The name, which was DeLorean’s idea, was inspired by the Ferrari 250 GTO, which is the abbreviation for the Italian Gran Turismo Omologato, for cars homologated for racing in the Grand Touring (GT) class.
By the early 1960s, Pontiac’s advertising and marketing approach was heavily based on performance, and racing was an important component of that strategy. In early 1963, General Motors‘ management banned its divisions from any direct involvement in auto racing. With this ban, Pontiac’s young, visionary management led by DeLorean turned its attention to street performance.
Chief marketing manager Jim Wangers was instrumental in making the GTO into a street icon. By promoting the big-engine Tempest as a special high-performance model, they appealed to the speed-minded youth market, which was targeted by Ford Motor Company’s Lee Iacocca, who was at that time preparing the Mustang.
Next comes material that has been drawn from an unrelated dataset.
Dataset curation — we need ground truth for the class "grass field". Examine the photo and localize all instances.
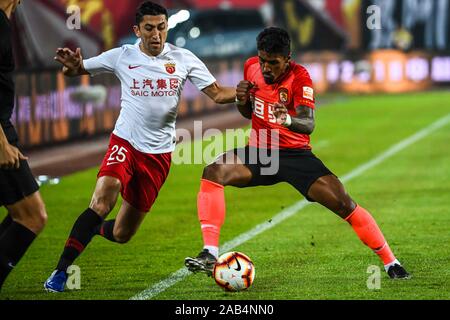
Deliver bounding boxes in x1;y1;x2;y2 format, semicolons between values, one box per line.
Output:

The GTO basically violated GM’s policy limiting the A-body intermediate line to a maximum engine displacement of 330 cubic inches (5.4 L). Since the GTO was an option package for the Pontiac Tempest and not standard equipment, it could be considered a loophole and was approved by Pontiac General Manager Elliot “Pete” Estes. Sales manager Frank Bridge insisted on limiting initial production to 5,000 cars, but 10,000 GTOs were sold before the beginning of the 1964 calendar year and a total of 32,450 cars were sold before the 1965 model change.
Available as a two-door coupe, hardtop, or convertible, the GTO can be ordered in 1964 with the 389 V8 rated at 325 horsepower at 4,800 rpm with a single Carter AFB four-barrel carburetor and dual exhaust, floor-shifted 3-speed manual transmission with Hurst shifter, stiffer springs, larger diameter front sway bar, wider wheels and tires, hood scoops, and GTO badges.
Buyers have the option to go for a 4-speed manual or 2-speed Super Turbine 300 automatic transmission. A Tri-Power package with three 2-barrel Rochester 2G carburetors increased the power to 348 hp.
Nowadays, original and unrestored 1964 Pontiac GTOs command high prices in the collector car market while Bobcat GTOs sold by Royal Pontiac of Michigan remain as the pinnacle of collectible GTOs. Despite the Pontiac brand being discontinued by GM, GTO – The Great One – continues to attract muscle car enthusiasts to its fold and fascinate car lovers with its performance legacy.